Brammhi Balarajan (23C): COVID-19 has drastically uprooted all of our lives, leaving us with different priorities and responsibilities. Many of us are facing summers completely at odds with our original expectations. If your previous hopes for the summer now seem impossible, that’s okay. During this crisis, we should not define our success materially; we are in the midst of a pandemic and must accordingly treat ourselves with kindness and patience. If your summer becomes a time of self-reflection, self-care and recovery, you will still have had a successful summer. Our lives may seem uncontrollable at the moment, but we can find liberation in the smallest of blessings and acts. We must not judge ourselves too harshly during this trying time. Throughout the rest of this summer, I urge you to focus on healing the best way you can and know that, though all of us are facing unprecedented challenges, we will slowly, but surely, recover. 

Ben Thomas (23C): None of us asked for this. None of us deserve this. The COVID-19 pandemic is a once-in-a-generation, if not once-in-a-lifetime, crisis. In a few decades, the books will be published and the movies will be released. Before long, this will be over and we will realize that we’ve lived through a moment of untold historical significance.

For now, though, it’s just awful.

If you’re anything like me, the pandemic has been particularly disruptive in that it’s completely derailed your goals for the spring and summer. My internship and other summer plans fell through weeks ago, and I’ve expended an unreasonable amount of energy worrying about how I’ll spend the next three months of my life. I miss the people and the possibilities that I left behind at Emory — that’s why this is awful for me.

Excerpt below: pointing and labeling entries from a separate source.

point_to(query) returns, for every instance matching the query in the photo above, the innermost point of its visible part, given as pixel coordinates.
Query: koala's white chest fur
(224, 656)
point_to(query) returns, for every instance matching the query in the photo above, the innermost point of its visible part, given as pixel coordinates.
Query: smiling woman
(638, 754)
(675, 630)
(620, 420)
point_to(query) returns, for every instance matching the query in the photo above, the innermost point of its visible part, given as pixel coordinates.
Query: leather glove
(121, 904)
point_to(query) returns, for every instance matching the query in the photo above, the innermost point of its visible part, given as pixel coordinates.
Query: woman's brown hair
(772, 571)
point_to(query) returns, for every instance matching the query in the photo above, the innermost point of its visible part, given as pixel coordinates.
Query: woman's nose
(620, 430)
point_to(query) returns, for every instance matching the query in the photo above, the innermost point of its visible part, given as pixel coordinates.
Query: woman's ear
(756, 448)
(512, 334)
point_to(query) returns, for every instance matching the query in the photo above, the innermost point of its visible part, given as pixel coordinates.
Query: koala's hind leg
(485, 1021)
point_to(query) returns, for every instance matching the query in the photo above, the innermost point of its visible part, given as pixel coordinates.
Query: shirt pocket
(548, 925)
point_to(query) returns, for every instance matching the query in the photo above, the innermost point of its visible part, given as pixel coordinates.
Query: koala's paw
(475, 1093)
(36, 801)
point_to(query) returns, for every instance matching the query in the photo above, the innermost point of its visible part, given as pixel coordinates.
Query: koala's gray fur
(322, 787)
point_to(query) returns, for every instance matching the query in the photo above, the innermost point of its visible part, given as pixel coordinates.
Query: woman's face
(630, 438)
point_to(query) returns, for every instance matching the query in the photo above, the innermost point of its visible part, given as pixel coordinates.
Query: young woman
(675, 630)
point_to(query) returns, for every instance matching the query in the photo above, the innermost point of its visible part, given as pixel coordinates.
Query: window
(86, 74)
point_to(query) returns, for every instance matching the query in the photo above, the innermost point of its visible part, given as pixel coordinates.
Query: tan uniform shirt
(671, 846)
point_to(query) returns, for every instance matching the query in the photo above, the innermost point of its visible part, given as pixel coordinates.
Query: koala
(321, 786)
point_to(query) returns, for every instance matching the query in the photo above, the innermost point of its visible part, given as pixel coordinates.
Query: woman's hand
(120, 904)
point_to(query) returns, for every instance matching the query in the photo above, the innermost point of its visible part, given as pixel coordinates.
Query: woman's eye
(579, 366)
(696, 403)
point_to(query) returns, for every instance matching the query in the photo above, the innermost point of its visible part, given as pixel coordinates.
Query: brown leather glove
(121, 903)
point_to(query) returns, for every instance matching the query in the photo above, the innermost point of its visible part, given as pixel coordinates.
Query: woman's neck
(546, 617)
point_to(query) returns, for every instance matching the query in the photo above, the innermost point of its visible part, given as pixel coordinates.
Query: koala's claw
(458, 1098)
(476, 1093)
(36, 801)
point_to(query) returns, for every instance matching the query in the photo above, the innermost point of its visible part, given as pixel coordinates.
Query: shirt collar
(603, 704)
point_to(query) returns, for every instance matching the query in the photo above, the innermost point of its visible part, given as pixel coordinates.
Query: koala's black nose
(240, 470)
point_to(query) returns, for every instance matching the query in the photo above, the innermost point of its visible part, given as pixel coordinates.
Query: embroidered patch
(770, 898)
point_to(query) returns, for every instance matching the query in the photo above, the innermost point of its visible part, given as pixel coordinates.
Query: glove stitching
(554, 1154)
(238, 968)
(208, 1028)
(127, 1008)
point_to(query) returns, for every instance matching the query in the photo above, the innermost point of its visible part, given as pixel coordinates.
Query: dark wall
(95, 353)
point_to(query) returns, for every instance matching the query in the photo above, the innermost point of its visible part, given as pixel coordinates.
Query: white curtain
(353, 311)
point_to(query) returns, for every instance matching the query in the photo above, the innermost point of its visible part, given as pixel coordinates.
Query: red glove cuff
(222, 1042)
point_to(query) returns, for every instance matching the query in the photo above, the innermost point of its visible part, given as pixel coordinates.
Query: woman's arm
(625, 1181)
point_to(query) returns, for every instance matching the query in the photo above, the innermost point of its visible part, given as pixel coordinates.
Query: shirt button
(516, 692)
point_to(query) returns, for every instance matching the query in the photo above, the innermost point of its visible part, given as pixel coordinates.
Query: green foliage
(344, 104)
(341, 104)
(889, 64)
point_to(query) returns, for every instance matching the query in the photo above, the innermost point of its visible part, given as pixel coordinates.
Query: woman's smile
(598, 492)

Although I’ve ruminated on what the pandemic will mean for my summer, I’ve begun to realize that it may not be the catastrophe that my worry-prone mind had feared. This summer will not be a blessing in disguise for me or anyone else, and I won’t bother advising you to look on the bright side, but please, do try to make the most of it. If you, like me, usually thrive on structure, experiment with your newfound unstructured time. Read the books, cook the foods and explore the places for which you wouldn’t otherwise have had time. Figure out what you’d like to major in. Cold email 40 people in your field of interest. Use this time to think, explore and grow. 

The foreseeable future will be unpleasant. But if we pick ourselves up and refuse to let COVID-19 relegate us to stagnation, we might just leave this pandemic as better people than when we entered it.

The above editorial represents the majority opinion of the Wheel’s Editorial Board.

The Editorial Board is composed of Sean Anderson, Brammhi Balarajan, Zach Ball, Jake Busch, Andrew Kliewer, Meredith McKelvey, Boris Niyonzima and Ben Thomas.